Actor John Larroquette got paid in weed to narrate Texas Chain Saw Massacre
Night Court star confirms the rumours are true, weed was the payment for his first acting gig.
It was a mutually beneficial option for a guy with a great voice and a movie director awaiting a breakout hit. Future Night Court star John Larroquette would get paid in cannabis for the opening narration in the slasher film, 1974’s The Texas Chain Saw Massacre.
Larroquette, who met director Tobe Hooper while working as a bartender in Colorado in 1969, recently told Parade that the nugs-for-narration rumours are “totally true”.
“Tobe heard I was in town (Los Angeles) and asked for an hour of my time to narrate something for this movie he just did,” the Emmy Award winner relays, thinking of it as a favour to a friend.
That favour came with a distinctively skunky benefit. Hooper “gave me some marijuana or a matchbox or whatever you called it in those days. I walked out of the [recording] studio and patted him on the back side and said, “Good luck to you!”
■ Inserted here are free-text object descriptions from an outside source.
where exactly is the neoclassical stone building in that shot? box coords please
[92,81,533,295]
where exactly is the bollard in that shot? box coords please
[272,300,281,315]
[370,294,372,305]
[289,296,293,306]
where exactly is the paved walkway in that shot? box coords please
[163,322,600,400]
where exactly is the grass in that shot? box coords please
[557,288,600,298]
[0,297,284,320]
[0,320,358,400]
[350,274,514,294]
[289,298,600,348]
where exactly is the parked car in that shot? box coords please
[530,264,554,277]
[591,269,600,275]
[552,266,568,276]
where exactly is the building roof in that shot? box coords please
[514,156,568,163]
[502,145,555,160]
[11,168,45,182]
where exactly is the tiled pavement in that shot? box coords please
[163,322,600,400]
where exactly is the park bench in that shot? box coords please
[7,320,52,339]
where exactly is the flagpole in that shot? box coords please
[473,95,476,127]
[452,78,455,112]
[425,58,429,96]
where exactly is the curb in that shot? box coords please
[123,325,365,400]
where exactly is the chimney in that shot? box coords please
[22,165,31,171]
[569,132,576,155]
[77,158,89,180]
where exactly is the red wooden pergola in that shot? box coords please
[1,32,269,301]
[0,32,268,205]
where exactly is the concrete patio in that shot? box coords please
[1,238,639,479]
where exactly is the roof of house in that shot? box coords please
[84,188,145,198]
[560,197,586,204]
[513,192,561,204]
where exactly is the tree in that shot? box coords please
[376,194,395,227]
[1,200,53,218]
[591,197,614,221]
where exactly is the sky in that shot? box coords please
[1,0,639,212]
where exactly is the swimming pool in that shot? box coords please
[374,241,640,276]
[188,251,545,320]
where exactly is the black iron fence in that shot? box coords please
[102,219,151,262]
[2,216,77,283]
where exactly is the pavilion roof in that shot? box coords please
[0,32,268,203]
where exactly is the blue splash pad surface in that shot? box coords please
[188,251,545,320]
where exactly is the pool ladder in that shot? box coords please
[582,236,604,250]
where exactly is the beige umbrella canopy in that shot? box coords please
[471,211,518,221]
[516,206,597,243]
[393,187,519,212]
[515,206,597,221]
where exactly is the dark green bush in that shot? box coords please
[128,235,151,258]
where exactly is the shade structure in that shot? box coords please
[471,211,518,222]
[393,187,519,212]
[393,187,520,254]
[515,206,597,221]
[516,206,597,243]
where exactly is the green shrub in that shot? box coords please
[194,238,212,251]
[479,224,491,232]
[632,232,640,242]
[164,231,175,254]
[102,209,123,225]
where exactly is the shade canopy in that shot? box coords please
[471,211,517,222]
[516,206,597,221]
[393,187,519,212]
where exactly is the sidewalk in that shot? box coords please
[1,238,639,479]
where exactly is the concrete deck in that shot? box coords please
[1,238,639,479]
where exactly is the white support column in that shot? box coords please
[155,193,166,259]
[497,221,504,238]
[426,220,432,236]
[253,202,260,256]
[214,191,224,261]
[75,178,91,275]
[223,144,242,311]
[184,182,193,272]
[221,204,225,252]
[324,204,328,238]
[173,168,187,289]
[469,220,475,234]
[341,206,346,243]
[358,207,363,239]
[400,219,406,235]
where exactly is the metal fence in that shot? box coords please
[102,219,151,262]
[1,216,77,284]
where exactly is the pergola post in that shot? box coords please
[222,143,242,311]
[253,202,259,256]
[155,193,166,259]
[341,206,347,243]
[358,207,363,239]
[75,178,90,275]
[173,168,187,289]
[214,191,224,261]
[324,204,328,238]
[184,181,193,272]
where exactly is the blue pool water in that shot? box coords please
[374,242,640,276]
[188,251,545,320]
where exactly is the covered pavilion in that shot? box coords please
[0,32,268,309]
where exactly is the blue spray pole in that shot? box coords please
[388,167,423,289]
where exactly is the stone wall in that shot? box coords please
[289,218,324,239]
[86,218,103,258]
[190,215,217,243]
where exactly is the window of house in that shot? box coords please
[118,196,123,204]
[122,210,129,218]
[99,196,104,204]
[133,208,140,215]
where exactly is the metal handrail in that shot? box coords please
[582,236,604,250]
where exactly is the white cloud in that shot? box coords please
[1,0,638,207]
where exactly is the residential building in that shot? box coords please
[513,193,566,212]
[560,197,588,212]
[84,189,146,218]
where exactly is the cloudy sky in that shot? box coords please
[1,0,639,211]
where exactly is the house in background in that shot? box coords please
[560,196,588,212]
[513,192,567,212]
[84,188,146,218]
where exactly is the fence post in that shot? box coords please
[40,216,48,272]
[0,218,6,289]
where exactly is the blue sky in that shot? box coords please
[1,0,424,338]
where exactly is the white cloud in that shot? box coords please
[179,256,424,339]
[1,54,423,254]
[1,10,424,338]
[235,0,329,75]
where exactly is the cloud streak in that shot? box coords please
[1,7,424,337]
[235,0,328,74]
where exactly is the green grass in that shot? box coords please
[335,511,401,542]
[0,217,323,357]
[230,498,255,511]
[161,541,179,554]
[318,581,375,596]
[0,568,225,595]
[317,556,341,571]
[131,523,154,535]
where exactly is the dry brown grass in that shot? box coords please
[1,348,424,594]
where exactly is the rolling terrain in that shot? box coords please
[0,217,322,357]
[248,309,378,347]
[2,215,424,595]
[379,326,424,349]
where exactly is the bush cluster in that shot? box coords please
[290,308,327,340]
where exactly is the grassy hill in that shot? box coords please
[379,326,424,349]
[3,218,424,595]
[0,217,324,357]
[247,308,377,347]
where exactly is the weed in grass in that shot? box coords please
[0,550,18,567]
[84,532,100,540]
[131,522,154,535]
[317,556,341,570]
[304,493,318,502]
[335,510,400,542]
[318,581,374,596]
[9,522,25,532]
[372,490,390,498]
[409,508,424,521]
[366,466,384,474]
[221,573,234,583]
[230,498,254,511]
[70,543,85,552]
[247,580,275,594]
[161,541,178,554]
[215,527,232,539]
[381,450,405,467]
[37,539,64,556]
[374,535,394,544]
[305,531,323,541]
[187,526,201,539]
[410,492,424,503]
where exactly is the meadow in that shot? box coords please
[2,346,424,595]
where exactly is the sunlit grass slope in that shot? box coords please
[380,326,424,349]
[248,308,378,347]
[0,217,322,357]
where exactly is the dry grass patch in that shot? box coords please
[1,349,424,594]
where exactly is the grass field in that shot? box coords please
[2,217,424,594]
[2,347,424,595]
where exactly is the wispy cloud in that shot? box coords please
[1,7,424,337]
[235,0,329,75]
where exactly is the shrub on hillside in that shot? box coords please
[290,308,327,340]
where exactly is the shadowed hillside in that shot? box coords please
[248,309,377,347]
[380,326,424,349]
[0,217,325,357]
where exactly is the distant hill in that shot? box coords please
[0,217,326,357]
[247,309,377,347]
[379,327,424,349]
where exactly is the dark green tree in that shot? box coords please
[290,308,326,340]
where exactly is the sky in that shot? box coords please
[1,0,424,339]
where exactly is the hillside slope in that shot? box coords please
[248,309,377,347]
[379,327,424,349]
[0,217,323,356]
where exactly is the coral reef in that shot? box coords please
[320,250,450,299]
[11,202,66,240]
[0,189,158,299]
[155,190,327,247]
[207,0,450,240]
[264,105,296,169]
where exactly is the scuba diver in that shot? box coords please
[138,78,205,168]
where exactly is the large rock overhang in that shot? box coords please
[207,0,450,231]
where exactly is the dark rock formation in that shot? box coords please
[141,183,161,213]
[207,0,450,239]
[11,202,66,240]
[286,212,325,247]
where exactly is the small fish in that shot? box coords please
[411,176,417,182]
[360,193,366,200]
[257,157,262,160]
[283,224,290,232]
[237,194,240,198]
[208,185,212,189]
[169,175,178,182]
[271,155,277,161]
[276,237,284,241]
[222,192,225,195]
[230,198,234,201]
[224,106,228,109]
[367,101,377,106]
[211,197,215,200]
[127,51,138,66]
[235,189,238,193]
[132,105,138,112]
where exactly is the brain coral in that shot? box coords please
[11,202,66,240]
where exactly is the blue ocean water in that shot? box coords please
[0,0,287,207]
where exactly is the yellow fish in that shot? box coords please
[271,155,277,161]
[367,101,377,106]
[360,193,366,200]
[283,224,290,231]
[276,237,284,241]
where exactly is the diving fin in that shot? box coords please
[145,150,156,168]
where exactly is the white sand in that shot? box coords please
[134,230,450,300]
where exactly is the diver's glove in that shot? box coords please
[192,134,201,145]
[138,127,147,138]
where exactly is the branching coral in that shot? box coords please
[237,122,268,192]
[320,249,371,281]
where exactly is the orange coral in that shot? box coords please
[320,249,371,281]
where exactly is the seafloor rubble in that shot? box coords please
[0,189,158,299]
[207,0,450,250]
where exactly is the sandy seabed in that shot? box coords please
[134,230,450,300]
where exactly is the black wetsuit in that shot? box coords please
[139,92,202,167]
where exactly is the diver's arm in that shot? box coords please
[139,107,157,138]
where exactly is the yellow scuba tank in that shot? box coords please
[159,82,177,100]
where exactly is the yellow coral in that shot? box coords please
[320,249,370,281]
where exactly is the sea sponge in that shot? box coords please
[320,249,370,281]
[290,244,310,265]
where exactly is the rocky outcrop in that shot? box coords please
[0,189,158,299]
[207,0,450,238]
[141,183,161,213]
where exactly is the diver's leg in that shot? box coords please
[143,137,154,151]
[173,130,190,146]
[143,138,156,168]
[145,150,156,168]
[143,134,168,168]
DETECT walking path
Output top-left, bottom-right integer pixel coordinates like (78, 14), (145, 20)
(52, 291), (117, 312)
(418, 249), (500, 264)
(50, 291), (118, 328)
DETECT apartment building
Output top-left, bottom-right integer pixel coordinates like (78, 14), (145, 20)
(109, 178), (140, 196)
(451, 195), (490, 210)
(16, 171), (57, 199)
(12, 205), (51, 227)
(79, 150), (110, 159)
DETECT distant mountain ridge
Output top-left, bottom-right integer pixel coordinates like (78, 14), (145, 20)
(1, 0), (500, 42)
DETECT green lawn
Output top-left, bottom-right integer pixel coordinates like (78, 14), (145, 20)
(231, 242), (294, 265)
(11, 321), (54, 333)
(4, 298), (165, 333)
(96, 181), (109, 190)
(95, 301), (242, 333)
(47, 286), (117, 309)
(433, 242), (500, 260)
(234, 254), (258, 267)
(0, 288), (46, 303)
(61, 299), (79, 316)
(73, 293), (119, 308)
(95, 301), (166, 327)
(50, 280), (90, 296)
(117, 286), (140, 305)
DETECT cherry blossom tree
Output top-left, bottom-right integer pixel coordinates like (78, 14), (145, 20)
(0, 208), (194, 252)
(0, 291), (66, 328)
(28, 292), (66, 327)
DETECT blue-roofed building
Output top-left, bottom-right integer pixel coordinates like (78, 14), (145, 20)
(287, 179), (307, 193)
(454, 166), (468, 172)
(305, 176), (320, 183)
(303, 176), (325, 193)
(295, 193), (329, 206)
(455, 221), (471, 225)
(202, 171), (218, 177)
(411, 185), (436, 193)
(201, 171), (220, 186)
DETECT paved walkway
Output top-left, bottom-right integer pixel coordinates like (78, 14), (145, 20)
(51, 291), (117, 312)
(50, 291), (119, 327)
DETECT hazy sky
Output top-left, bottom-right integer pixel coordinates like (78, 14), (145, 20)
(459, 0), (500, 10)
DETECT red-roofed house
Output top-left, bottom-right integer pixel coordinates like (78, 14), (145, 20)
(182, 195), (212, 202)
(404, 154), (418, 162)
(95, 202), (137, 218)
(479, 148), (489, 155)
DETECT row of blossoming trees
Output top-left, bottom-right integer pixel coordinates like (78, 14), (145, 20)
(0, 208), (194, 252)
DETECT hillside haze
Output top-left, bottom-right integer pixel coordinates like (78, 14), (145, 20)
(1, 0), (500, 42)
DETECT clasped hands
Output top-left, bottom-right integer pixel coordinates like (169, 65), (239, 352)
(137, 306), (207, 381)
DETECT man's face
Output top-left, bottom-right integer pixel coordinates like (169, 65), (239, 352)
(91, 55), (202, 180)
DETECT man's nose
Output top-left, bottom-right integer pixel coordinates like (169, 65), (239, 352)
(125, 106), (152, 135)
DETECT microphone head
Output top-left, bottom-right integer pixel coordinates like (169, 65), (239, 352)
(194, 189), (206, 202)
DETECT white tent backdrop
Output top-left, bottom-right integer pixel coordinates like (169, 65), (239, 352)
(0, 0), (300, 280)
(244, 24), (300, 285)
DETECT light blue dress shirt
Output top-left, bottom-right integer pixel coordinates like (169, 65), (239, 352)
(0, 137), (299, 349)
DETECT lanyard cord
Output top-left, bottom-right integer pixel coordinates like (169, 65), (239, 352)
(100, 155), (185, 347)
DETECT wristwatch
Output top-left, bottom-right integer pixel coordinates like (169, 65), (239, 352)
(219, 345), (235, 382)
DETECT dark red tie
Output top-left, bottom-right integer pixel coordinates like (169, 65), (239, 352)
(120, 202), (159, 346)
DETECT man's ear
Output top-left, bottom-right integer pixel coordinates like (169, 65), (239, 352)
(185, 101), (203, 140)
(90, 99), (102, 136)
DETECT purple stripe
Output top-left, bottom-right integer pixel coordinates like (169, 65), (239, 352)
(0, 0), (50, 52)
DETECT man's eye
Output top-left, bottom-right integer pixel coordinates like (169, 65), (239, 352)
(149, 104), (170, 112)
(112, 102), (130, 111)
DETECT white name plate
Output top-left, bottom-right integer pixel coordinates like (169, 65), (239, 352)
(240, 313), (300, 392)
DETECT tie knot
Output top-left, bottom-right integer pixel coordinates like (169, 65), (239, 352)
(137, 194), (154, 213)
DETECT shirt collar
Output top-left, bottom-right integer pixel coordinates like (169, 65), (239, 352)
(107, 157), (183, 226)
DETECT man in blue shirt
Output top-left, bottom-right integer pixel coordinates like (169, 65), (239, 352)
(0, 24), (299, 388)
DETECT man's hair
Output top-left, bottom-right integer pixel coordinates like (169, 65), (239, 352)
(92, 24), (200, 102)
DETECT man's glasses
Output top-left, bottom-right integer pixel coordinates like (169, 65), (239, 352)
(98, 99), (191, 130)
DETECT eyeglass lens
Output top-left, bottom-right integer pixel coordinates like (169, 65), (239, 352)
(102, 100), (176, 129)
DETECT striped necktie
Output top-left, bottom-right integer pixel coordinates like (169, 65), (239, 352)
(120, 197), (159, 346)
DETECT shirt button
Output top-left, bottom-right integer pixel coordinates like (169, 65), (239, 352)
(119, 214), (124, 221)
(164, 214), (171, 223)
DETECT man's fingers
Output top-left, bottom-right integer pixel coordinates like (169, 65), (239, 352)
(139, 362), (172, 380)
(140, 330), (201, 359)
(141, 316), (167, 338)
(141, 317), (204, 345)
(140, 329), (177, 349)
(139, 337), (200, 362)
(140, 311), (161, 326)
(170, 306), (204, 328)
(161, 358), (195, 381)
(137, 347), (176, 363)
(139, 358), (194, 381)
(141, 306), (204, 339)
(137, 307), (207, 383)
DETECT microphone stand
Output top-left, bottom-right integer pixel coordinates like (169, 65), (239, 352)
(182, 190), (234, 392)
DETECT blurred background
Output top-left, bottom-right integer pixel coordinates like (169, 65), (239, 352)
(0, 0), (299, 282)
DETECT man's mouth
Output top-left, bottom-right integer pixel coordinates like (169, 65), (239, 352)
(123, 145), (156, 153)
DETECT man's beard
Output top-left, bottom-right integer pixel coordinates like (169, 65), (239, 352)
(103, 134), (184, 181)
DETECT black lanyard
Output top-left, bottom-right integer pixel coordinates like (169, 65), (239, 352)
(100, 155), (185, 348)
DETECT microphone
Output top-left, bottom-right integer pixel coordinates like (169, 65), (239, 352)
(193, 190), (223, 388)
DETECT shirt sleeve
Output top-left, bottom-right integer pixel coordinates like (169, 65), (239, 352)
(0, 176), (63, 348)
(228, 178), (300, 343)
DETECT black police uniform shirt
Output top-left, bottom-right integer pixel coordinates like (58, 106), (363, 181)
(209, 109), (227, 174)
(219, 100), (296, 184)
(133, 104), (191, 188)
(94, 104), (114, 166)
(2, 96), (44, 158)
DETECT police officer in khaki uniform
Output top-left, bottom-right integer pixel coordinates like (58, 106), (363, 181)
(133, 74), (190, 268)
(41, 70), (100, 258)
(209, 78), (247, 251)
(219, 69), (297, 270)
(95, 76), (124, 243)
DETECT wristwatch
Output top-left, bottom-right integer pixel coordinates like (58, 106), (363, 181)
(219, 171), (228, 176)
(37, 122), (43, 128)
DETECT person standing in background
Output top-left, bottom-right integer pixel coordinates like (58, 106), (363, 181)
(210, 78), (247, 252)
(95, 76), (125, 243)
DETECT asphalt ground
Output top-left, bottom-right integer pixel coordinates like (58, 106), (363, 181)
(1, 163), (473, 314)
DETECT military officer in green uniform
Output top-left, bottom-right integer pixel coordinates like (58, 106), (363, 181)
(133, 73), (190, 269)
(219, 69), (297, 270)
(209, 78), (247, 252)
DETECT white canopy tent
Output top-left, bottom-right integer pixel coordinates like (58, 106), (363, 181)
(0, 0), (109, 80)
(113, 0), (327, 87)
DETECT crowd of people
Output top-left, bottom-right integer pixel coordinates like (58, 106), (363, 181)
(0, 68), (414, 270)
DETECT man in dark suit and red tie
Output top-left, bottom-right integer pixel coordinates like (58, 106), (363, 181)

Just how much weed was gifted has not been specified, although UberFacts tweeted last year that it was a single joint. Meanwhile, recreational cannabis was not legalized in California until 2016.
Both men had a fair amount of luck, and a whole lot of success, over the years.
Laroquette, 75, who kicked off his fledgling acting career in Los Angeles a few years after meeting Hooper, is a five-time, Emmy Award winner. Hooper, for his part, continued with the chainsaw franchise and went on to direct the horror classic Poltergeist and the television adaptation of the Stephen King novel Salem’s Lot.
But it is likely with The Texas Chain Saw Massacre that Hooper, who died in 2017 at the age of 74, will be most remembered. The Numbers reports the low-budget, slasher film had a worldwide box office take of US$26.6 million, against an estimated budget of US$300,000, while IMDB puts the gross for U.S. and Canada at US$30.9 million.
Larroquette, who Parade reports continued to voice subsequent installments of the franchise, is estimated to have made US$252 million at the worldwide box office. “You do something for free in the 1970s and get a little money in the ‘90s,” Larroquette told the publication.
His most recent narration was on the 2022 follow-up of the seminal film (no word on whether or not sticky icky came into play here). The movie picks up on story almost five decades after that fateful day.
“After 48 years of hiding, Leatherface returns to terrorize a group of idealistic young friends who accidentally disrupt his carefully shielded world in a remote Texas town,” notes the synopsis on IMDB.
But that’s not the last of Larroquette’s returns to the past. This year, the actor is bringing back his iconic, and endlessly snarky, character, lawyer Dan Fielding, to the reboot of Night Court, this time with Melissa Rauch of The Big Bang Theory fame. The new series is set for launch on Jan. 17.